2. Contact hypersensitivity reaction:
   1. For sensitization of C57BL/6 mice, prepare a 5% TNCB solution dissolved in a 4:1 mixture of acetone/oil.
   2. Anaesthetize C57BL/6 mice using 1.5% isoflurane vaporized in 100% oxygen (1.5 L/min). Once the mice are anesthetized, place it in a self-made nose cone (a cut 5 mL polyethylene syringe, connected to the 1.5 vol% isoflurane tube) and maintain anesthesia. Apply vet eye ointment on anesthetized animals to prevent dryness of the eyes while anesthetized.
   3. Shave the abdomen carefully (2 x 2 cm) using a small animal hair trimmer. Avoid injuring the skin, as this can lead to unspecific fluorescent signals within the animal and can influence the results of the study.
   4. Apply 80 µL of the 5% TNCB solution slowly at the shaved abdomen area using a 100 µL pipette to sensitize the animal. Place the mouse gently back into its cage taking care to ensure that the mouse’s eyes do not come in contact with the bedding to avoid corneal injury and avoid low body temperatures during recovery phase.
   5. Six days after sensitization, prepare a 1% TNCB solution (dissolved in a 9:1 mixture of acetone/oil) and apply 20 µL at the right ear using a pipette to elicit acute and chronic CHSR.¹
      1. Start with the 1^st challenge on both sides of the right ear with 20 µL of 1% TNCB solution using a 100 µL pipette and repeat the challenge every second day up to five times (day 15 after sensitization) to elicit CHR (Figure 1B). Measure ear thickness daily, using a micrometer measuring device.
   6. Inject the activatable OI dye (a commercial probe with excitation at 680 nm) (step 1.1-1.2) to measure MMP activity in vivo in CHR mice 12 h after the challenge. Perform optical imaging experiments 24 h post tail vein injection (i.v.).

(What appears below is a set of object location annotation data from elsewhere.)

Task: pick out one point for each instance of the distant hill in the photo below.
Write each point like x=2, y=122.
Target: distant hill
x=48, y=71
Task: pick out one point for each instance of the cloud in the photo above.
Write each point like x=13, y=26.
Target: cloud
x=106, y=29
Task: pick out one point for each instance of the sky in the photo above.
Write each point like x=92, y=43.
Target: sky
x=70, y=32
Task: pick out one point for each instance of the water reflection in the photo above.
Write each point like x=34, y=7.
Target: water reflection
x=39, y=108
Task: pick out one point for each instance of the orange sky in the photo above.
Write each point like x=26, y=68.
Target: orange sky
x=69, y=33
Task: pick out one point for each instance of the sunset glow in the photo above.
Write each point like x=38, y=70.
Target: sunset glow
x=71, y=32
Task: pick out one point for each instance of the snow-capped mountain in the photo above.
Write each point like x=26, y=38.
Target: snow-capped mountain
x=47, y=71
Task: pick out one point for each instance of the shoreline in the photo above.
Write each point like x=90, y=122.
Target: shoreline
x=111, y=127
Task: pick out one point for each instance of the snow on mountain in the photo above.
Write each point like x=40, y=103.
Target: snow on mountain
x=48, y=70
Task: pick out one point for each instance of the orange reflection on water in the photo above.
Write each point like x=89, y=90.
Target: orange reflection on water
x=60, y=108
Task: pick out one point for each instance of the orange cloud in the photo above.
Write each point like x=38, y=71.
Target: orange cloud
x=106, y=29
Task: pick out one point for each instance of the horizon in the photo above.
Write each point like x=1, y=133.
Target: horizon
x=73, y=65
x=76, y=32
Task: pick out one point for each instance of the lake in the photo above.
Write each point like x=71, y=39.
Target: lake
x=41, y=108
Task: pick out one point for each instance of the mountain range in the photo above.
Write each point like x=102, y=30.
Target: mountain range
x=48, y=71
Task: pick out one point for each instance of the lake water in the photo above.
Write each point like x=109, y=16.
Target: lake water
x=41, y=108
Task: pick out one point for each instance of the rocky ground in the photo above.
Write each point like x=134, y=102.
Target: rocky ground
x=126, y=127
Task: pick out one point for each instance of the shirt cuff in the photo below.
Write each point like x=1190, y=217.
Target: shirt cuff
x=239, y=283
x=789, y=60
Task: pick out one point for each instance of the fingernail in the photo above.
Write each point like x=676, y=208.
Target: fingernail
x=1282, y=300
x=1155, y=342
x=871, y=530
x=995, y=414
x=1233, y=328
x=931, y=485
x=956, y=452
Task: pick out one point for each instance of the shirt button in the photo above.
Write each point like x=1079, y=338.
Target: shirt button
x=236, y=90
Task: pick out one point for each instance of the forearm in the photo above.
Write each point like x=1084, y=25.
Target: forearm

3. Animal Preparation for Optical Imaging

1. Switch mouse chow (at least 3 days before imaging) to low or non-fluorescence chow (e.g., manganese free) to avoid the interference of auto-fluorescence (around 700 nm) with the fluorescence signal of the used OI agents.
2. Place the animal into an anesthesia box and anesthetize using 1.5 vol% isoflurane vaporized with oxygen (1.5 L/min) (oxygen can be replaced by air but needs to be standardized within one experiment).
3. When the mouse is visibly anesthetized, place it in a self-made nose cone (build by a cut 5 mL polyethylene syringe, connected to the 1.5 vol% isoflurane tube) and maintain anesthesia.
4. Shave the animal carefully on the target site (2 cm x 2 cm) using a small animal hair trimmer. Avoid injuring the skin, as this can lead to unspecific fluorescent signals within the animal and can influence the results of the study.
   NOTE: Hairs can absorb the fluorescence signal during OI (dependent on the mouse strain, more or less absorption is observed) depending on the region of interest (ROI).
5. For i.v. injection, place the tail of the mouse in warmed water, to induce vasodilation, gently cleanse the skin at the injection site with alcohol, and start by placing the catheter at the distal site of the tail. Place the "cut" edge of the needle in, at an angle of 20° into the tail vein and test the correct placing of the catheter by re-suspending the syringe.
6. If the catheter is placed correctly, replace the syringe and inject the OI probe (2 nmol). After injection, replace the syringe and inject 25 µL of 0.9% saline solution to fully clear the dead volume of the polyethylene tube.
   NOTE: The tissue half-life time of the used OI dye (a commercial probe with excitation at 680 nm) for measuring MMP activity in vivo is 72 h. To ensure a complete clearance, a re-injection of the dye is not recommended earlier than 7 days after a prior injection.

4. Optical Imaging

1. Place a black plastic or paper sheet in the black box of the OI-scanner in the center of the field of view (FOV).
2. Set up a measuring protocol and choose the right wavelength (excitation: 680 ± 10 nm and emission: 700 ± 10 nm) and imaging parameters.
   NOTE: In some OI systems, the setup for several imaging dyes is pre-defined.
3. To choose the correct protocol for fluorescence imaging, open the imaging software (provided by the manufacturer) and initialize the system. Most CCD cameras need to cool down to their working temperature, and this can take 10 minutes. For reliable results, wait until the system is ready.
4. Observe the in vivo imaging system acquisition control panel pop up and each filter pair selected will represent one image in the sequence. In this case, acquire one image with the filter pairs for the commercial dye with and an excitation and emission wavelength of 680 ± 10 nm and 700 ± 10 nm, respectively, and start the measurement (Press "Acquire sequence"). For more detailed instructions, please see the manual of the manufacturer.
5. Label the images appropriately and save the information in the "Edit Image Labels" window, which will pop up following the "Acquire sequence".
6. Take a baseline scan of each animal before the injection of the OI dye, or use naïve control animals to differentiate the background signal.
7. h after the tail vein injection of the OI dye, place the animals in the center of the FOV, in a position to measure the highest signal in the OI system, and start the measurements.
   NOTE: Important: Hypothermia can significantly influence the distribution of imaging agents. Make sure that the stage is heated up to 37 °C to avoid hypothermia of the animal. Imaging can be performed simultaneously with animals in groups of 1 to 5 mice. Choose the size of the FOV depending on the number of animals to measure at the same time. You can take a bright field image to check whether each mouse is visible.

5. Data Analysis

NOTE: Perform data analysis using the image software following manufacturer's protocol.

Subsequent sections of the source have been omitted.